Document Type

Book Chapter

Publication Date

2019

Abstract

According to F. W. Maitland, ‘the treatment of seisin in our oldest common law must be understood if ever we are to use the vast store of valuable knowledge that lies buried in the plea rolls and the Year Books’. In The History of English Law, Maitland stated firmly that ‘Seisin is possession’, and that ‘When we say that seisin is possession, we use the latter term in the sense in which lawyers use it, a sense in which possession is quite distinct from, and may be sharply opposed to, proprietary right.’ He added that ‘The idea of seisin seems to be closely connected in our ancestors’ minds with the idea of enjoyment. … Seisin of land … is not the enjoyment of the fruits of the earth; it is rather that state of things which in due time will render such an enjoyment possible.’ His discussion rests to a considerable degree on his reading of the thirteenth-century lawbook Bracton , which adopted a significantly Roman law framework, although Maitland did not simply accept Bracton’s views but questioned and modified them in various ways. Published three decades after Maitland’s History, Joüon des Longrais’s La Conception Anglaise de la Saisine du XIIe au XIVe Siècle also drew heavily on Bracton . However, his emphasis was upon seisin as enjoyment penetrated by right. This he saw as the old notion of seisin, which continued in England after the influence of Roman and canon law brought a sharper division between possession and property in France. For S. F. C. Milsom, such treatments were misconceived, in part because of the influence of Bracton and its Romanism. Rather, lordship was central to seisin, particularly until the late twelfth century: ‘seisin itself connotes not just factual possession but that seignorial acceptance which is all the title there can be’. This basic structure of feudal tenure left its mark even after Angevin reforms had diminished the importance of the seignorial dimension of landholding.

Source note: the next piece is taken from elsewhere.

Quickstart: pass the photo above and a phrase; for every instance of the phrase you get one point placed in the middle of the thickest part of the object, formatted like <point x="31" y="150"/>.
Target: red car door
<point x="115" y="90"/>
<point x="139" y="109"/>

The purpose of the present paper is not to arbitrate between these positions, but to look more carefully at the language of the evidence upon which the arguments rest. It assesses use of the word ‘seisin’ in the sources of the nascent English common law, in the late twelfth and early thirteenth centuries. Normally the word was used with reference to a tenement, but it could also be used, for example, with reference to chattels. How far was ‘seisin’ a technical term with a defined meaning, how far did other usages continue? How far was ‘seisin’ a term employed with explicit association to a particular person or tenement, how far without such an explicit association, including as a more free-standing abstraction? How did it relate to ownership or right, how far did it involve an element of title, how far actual enjoyment of profits? I then move on to developments designed to refine the word’s technical meaning. First I consider Bracton’s distinction between being ‘in seisin’ and being ‘seised’. Next I examine statements as to what the person was seised of, for example free tenement or gage. Then I move on to the use of adjectives applied to seisin, for example ‘simple’ and ‘full’. Finally I turn to capacity to alienate and protection of tenure.